Chris Pearce sent in a library for handling hotkeys in React (GitHub: Chrisui/react-hotkeys, License: MIT, npm: react-hotkeys). There's a blog post with more details on the project:

With the ability to monitor the 'focus state' of particular elements (where the element may not neccassarily be a direct focus target but simply within the parent tree) it makes it very easy to bind contextual hotkeys.

And using @ccampbell's excelent mousetrap library we are able to declare our hotkeys with very inutitive syntax.

Combining all this you get react-hotkeys which provides a declarative way of binding hotkeys to your React application.

The library itself provides the HotKeys element, which has a keyMap attribute. You can bind keys with names like del and backspace to handlers in your React application.

The library aims to take the pain out of defining key mappings, knowing when certain components are 'in focus' and which hotkey handlers in the hierarchy should be called while providing a minimal API and getting out the way for the most part.

Correctly handling focus is one of those details that many web applications get wrong, so if you're building anything relatively complex then react-hotkeys should help.

React Components for Google Maps

Wrapping Google Maps in React seems like a common problem, but is also a good example of a non-trivial case for creating React components. Zach Pratt sent in the first of a series of articles about React and Google Maps: React Components for Google Maps – Part 1.

Building React components for use with google maps can present some challenging problems for those who aren’t aware of the basics/quirks of developing with google maps.
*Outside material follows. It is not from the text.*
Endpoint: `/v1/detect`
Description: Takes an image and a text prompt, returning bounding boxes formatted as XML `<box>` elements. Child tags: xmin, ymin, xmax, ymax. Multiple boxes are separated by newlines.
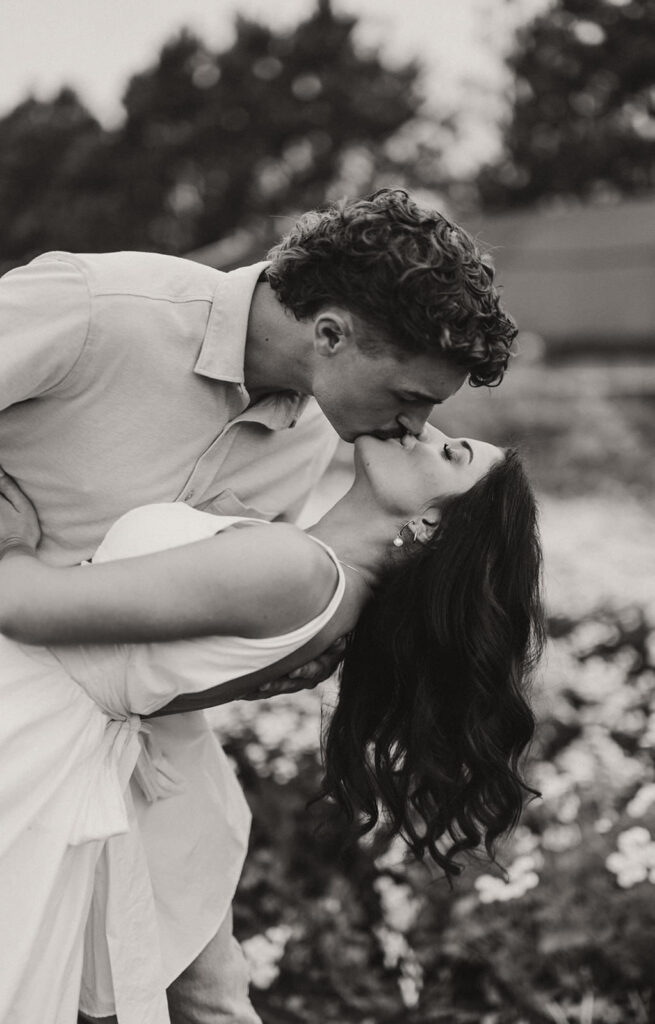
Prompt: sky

I aim to shed some light on the fundamentals of how to get the two to play nicely together, and to encourage developing the components in a way that will promote testability.

Part 2 includes code for extending google.maps.OverlayView and the React component for managing the map overlay.

Dataminr's React Components

Armaan Ahluwalia sent in several React components that have been developed at Dataminr. The react-components repository (GitHub: dataminr/react-components, License: MIT) includes components for a table, search, pie chart, and modal windows. There's a demo that shows each of the components with some sample data.

The components are all documented and have sample code, so it's pretty easy to get them working in your own projects. I also noticed that each component has tests as well, which is interesting if you've ever wondered how to write tests for redistributable components.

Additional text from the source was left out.